Hiring managers love to say, “I just know when I’ve met the right person.”
In recruitment, instincts are often celebrated. Many hiring managers believe they can “just tell” when they have met the right candidate. But the evidence says otherwise. More than a century of research has proven that gut feel is one of the weakest predictors of future job performance. The most successful organisations are those that rely on structure, not chance.
“If you don’t know what you’re measuring, your interview measures nothing.”
Let’s break down why.
What the Data Really Says
Large-scale studies are remarkably consistent:
- Structured interviews (same questions for every candidate, evaluated with scoring criteria) are twice as effective as unstructured ones at predicting performance (Schmidt & Hunter, Psychological Bulletin, 1998).
- Work samples and simulations are among the strongest indicators of future success (Campion et al., Personnel Psychology, 1997).
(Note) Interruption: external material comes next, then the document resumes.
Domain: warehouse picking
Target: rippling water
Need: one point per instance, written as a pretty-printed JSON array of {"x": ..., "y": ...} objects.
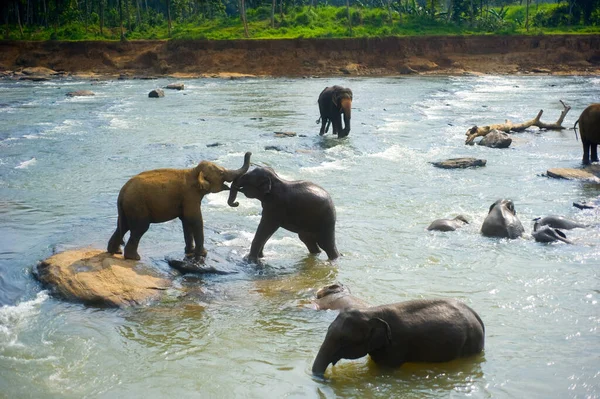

- The highest accuracy comes from combining cognitive ability assessments with job-related exercises, outperforming even years of experience (HBR, “The New Science of Teamwork,” 2016).
This means your next high performer is not discovered through a “good conversation.” They are identified through a consistent and evidence-based process.
Why Instincts Mislead
Unstructured interviews open the door to bias. One manager may value “confidence,” another “chemistry,” and decisions quickly become subjective. The result is a process that is inconsistent, unfair, and often costly.
Even in high-stakes fields such as healthcare, structured approaches have been proven to outperform instinct-driven assessments. If it works when selecting surgeons, it will work when selecting your next team member.
Four Actions You Can Implement Today
- Define the essentials. Identify three non-negotiable competencies for each role. Build questions specifically around them.
- Use a scoring framework. Replace vague impressions with a clear 1–4 scale anchored by observable behaviours.
- Introduce a work sample. A 30-minute task aligned with the role will tell you more than a second conversation.
- Calibrate your team. Regularly review scoring patterns across interviewers to eliminate inconsistency.
The Bigger Picture
Structured hiring is not about removing humanity from the process. It is about fairness, accuracy, and building stronger teams faster.
At Kingsley, we see the same reality every day: when companies adopt structured methods, they make better decisions, reduce bias, and strengthen both performance and culture. The difference is measurable.